Clustering-based Phonetic Projection in Mismatched Crowdsourcing Channels for Low-resourced ASR

Wenda Chen, Mark Hasegawa-Johnson, Nancy Chen, Preethi Jyothi, Lav Varshney


Abstract
Acquiring labeled speech for low-resource languages is a difficult task in the absence of native speakers of the language. One solution to this problem involves collecting speech transcriptions from crowd workers who are foreign or non-native speakers of a given target language. From these mismatched transcriptions, one can derive probabilistic phone transcriptions that are defined over the set of all target language phones using a noisy channel model. This paper extends prior work on deriving probabilistic transcriptions (PTs) from mismatched transcriptions by 1) modelling multilingual channels and 2) introducing a clustering-based phonetic mapping technique to improve the quality of PTs. Mismatched crowdsourcing for multilingual channels has certain properties of projection mapping, e.g., it can be interpreted as a clustering based on singular value decomposition of the segment alignments. To this end, we explore the use of distinctive feature weights, lexical tone confusions, and a two-step clustering algorithm to learn projections of phoneme segments from mismatched multilingual transcriber languages to the target language. We evaluate our techniques using mismatched transcriptions for Cantonese speech acquired from native English and Mandarin speakers.

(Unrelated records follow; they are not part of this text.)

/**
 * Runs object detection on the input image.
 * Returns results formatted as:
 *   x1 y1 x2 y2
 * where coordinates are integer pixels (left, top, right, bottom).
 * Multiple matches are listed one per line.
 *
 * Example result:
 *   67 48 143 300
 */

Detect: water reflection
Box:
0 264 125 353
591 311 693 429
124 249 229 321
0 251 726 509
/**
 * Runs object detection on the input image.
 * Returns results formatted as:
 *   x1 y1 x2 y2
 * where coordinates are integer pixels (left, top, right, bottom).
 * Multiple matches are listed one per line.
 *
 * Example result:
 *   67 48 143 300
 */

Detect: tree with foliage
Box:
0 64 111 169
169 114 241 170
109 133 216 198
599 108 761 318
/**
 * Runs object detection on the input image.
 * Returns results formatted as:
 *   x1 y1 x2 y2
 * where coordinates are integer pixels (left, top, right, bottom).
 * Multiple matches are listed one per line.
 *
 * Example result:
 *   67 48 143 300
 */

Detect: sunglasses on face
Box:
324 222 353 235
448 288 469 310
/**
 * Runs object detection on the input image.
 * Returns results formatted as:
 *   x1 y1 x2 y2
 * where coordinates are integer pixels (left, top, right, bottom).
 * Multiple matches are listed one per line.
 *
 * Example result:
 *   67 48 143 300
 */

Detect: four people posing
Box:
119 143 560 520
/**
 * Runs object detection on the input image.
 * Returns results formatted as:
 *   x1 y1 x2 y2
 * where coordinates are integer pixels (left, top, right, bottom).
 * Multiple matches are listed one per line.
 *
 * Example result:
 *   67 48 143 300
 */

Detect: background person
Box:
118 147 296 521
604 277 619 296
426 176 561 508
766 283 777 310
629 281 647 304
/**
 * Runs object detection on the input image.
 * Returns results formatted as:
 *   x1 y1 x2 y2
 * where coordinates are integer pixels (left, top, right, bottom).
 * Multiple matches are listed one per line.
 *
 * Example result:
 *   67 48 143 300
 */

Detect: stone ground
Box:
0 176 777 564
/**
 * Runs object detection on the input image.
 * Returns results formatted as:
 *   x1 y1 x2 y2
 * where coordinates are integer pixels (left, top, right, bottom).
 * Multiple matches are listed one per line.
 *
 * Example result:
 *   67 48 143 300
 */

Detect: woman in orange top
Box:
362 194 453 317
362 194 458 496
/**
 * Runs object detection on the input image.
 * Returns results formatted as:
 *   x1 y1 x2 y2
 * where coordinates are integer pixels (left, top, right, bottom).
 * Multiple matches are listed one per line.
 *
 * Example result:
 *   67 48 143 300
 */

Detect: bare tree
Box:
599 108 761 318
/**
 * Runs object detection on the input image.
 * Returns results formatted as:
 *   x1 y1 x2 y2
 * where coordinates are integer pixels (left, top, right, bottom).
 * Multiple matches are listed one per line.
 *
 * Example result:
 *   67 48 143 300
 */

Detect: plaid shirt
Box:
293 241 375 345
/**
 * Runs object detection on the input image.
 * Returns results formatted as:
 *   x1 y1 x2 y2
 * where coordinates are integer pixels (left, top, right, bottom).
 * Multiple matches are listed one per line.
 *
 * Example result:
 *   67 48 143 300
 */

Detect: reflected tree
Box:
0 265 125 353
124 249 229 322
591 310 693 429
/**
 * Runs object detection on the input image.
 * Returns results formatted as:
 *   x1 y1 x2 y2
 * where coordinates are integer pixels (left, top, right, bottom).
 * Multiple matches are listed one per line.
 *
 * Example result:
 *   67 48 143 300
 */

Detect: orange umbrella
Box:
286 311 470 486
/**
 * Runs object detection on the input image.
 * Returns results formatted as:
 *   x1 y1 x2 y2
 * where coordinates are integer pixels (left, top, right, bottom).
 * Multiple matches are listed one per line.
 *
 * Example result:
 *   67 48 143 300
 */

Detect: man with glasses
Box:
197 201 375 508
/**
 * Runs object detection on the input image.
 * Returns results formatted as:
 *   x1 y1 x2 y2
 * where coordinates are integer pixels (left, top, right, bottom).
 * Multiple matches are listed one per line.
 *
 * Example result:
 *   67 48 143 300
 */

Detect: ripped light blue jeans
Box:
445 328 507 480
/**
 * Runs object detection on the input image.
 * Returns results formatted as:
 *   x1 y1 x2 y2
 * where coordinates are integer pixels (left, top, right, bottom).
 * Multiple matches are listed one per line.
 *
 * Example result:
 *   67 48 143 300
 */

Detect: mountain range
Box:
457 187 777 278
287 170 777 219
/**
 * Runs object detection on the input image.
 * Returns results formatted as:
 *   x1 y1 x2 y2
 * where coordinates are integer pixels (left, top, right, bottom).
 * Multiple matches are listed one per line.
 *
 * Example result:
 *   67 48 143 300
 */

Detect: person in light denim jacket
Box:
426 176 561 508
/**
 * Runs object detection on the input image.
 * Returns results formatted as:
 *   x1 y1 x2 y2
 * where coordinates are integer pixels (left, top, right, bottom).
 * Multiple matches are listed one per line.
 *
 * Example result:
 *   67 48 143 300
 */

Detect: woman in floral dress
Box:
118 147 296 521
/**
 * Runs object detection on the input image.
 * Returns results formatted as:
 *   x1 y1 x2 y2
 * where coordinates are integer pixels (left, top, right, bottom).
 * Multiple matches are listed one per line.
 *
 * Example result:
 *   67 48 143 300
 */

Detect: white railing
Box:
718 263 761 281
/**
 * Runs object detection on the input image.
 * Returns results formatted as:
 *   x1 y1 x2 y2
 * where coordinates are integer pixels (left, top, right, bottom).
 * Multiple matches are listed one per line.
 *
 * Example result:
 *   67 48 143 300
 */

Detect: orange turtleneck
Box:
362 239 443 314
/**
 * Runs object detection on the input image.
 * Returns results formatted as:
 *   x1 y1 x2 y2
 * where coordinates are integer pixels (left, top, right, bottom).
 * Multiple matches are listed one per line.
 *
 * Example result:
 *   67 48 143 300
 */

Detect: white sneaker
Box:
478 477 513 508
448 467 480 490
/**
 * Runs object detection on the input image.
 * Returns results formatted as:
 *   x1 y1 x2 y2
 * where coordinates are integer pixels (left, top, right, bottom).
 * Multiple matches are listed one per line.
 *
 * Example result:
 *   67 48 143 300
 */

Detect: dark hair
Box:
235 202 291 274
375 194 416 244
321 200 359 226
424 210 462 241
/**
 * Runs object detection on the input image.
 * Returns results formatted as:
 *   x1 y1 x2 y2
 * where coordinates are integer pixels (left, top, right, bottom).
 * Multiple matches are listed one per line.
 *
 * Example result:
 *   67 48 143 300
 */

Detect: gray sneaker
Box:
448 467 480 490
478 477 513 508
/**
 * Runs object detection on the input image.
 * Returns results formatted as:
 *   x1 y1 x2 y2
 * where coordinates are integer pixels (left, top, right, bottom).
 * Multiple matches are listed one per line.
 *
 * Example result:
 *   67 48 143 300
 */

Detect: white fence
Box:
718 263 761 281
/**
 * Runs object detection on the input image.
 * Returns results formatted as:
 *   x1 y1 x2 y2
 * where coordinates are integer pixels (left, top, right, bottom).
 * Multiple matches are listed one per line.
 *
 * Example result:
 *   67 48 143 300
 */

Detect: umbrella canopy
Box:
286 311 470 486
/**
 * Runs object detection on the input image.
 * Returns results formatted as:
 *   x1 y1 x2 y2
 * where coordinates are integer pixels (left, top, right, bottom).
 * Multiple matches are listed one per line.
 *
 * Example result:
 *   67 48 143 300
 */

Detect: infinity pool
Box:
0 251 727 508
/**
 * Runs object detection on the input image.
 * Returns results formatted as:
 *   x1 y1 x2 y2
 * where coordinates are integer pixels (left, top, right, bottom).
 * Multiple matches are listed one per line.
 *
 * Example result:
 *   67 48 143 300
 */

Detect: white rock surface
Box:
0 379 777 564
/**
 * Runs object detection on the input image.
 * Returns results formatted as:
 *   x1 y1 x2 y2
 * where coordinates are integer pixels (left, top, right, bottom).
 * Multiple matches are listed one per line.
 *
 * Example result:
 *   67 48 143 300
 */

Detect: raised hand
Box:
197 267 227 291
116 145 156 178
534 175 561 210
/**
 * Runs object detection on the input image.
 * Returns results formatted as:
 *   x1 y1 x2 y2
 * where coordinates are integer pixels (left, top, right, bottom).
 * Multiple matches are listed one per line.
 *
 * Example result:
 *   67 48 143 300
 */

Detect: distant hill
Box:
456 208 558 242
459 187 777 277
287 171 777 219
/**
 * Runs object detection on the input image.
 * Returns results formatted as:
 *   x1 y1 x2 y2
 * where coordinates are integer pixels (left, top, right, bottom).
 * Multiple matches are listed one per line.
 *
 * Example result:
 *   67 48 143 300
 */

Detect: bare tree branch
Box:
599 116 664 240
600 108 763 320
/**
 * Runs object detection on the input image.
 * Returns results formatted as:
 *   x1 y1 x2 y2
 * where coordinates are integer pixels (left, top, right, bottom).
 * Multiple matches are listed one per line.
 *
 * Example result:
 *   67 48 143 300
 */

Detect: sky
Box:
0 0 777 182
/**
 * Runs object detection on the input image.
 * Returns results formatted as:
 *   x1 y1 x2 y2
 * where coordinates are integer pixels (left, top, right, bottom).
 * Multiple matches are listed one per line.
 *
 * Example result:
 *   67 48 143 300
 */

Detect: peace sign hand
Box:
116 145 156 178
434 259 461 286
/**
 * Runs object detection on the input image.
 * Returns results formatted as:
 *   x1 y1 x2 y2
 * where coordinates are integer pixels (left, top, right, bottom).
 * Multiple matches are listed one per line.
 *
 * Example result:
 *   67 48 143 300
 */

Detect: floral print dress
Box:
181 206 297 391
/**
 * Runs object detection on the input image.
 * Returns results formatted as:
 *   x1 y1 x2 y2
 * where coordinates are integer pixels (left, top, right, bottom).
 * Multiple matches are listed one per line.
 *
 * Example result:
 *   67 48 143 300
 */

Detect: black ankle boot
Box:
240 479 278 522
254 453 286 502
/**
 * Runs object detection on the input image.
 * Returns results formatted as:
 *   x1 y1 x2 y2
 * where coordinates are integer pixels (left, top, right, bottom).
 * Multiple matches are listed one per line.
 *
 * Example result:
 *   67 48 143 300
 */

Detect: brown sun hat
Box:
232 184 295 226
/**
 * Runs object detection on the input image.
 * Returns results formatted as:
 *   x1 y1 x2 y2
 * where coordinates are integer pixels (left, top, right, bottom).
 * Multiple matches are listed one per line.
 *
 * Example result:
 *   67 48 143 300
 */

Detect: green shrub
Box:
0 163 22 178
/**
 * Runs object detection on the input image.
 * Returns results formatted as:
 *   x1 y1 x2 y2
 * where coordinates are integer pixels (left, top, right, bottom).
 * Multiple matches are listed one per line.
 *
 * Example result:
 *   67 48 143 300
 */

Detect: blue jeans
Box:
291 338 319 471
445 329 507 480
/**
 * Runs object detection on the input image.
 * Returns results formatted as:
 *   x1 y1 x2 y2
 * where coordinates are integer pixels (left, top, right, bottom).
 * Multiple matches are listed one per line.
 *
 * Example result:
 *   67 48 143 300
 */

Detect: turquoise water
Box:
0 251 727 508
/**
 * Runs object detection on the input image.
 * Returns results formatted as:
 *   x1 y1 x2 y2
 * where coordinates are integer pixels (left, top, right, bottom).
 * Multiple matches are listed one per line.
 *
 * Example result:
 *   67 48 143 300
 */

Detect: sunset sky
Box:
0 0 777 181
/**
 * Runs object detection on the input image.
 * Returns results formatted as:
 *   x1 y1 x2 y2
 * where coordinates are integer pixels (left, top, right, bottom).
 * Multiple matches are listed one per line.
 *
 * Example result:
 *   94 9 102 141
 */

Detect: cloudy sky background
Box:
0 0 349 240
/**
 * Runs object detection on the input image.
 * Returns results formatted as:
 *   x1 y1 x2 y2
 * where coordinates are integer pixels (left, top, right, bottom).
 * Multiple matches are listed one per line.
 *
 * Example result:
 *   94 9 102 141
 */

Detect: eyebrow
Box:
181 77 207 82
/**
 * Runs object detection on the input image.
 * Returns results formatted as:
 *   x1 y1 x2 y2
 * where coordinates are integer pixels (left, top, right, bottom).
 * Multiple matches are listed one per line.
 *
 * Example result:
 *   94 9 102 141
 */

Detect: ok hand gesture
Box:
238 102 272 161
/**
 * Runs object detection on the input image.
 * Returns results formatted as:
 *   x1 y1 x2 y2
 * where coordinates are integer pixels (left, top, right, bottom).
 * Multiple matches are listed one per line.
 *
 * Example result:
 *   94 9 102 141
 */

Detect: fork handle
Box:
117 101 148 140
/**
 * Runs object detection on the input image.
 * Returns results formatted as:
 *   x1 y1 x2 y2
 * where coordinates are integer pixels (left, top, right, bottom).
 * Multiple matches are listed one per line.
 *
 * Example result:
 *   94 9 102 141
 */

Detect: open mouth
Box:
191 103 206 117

We observe a 5-9% relative reduction in phone error rate for the predicted Cantonese phone transcriptions using our proposed techniques compared with the previous PT method.
Anthology ID:
W16-3714
Volume:
Proceedings of the 6th Workshop on South and Southeast Asian Natural Language Processing (WSSANLP2016)
Month:
December
Year:
2016
Address:
Osaka, Japan
Venue:
WSSANLP
SIG:
Publisher:
The COLING 2016 Organizing Committee
Note:
Pages:
133–141
Language:
URL:
https://aclanthology.org/W16-3714
DOI:
Bibkey:
Cite (ACL):
Wenda Chen, Mark Hasegawa-Johnson, Nancy Chen, Preethi Jyothi, and Lav Varshney. 2016. Clustering-based Phonetic Projection in Mismatched Crowdsourcing Channels for Low-resourced ASR. In Proceedings of the 6th Workshop on South and Southeast Asian Natural Language Processing (WSSANLP2016), pages 133–141, Osaka, Japan. The COLING 2016 Organizing Committee.
Cite (Informal):
Clustering-based Phonetic Projection in Mismatched Crowdsourcing Channels for Low-resourced ASR (Chen et al., WSSANLP 2016)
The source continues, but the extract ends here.